I’ve specifically advocated for only a limited form of privilege for accountants and, in particular, for audit working papers.
The Canada Revenue Agency practice of making broad demands for this information from accountants about their opinions and clients’ subjective intentions has put Canada out of step with approaches taken by the United States, Britain, and New Zealand, all of which have had legislation recognizing a limited form of privilege for accountants.
In addition, those countries and Australia have limited the ability of tax authorities to seek disclosure from auditors only in well-defined and special circumstances.

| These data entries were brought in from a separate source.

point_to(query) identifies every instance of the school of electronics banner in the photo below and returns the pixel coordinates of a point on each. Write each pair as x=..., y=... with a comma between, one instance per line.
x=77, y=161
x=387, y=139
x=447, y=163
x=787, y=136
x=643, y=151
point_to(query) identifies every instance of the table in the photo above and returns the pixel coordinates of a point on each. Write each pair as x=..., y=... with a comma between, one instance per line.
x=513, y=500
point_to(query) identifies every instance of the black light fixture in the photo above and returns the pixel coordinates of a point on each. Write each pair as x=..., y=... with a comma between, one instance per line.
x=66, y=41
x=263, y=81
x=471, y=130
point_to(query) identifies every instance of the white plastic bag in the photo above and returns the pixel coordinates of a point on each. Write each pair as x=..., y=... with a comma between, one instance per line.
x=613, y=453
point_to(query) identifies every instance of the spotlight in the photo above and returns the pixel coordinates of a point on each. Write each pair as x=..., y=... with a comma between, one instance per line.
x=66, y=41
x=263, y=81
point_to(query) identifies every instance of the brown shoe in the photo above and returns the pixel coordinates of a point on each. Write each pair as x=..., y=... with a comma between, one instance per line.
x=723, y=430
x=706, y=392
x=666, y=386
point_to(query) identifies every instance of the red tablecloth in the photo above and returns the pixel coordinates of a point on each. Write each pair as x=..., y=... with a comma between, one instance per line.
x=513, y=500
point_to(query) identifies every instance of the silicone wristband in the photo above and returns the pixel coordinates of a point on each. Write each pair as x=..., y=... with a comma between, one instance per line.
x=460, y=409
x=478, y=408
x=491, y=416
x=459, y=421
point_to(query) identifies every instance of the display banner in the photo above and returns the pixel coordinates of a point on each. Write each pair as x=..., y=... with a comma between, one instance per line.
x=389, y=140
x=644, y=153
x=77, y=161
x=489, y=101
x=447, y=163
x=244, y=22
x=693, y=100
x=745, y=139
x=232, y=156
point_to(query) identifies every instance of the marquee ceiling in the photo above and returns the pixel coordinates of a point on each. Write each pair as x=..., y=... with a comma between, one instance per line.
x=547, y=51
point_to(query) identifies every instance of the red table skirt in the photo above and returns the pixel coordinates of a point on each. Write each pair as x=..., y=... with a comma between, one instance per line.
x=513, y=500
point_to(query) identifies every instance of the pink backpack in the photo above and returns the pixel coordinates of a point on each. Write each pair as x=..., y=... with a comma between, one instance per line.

Unlike their Canadian counterparts, authorities in those countries have recognized the need to craft a balance between the corporate governance priority of preserving the ability of auditors to help ensure open and transparent financial reporting and pressures on them from tax authorities wanting a road map to client intentions.
I set this argument out in detail in a peer-reviewed article in the Dalhousie Law Journal in 2005. Professor Adam Dodek’s report for the CBA refers to it in setting the stage for the necessary and important debates to follow.
I’d invite Law Times readers to delve more fully into the position than the article’s summary provides.
Paul Paton, professor of law,
University of the Pacific McGeorge
School of Law, Sacramento, Calif.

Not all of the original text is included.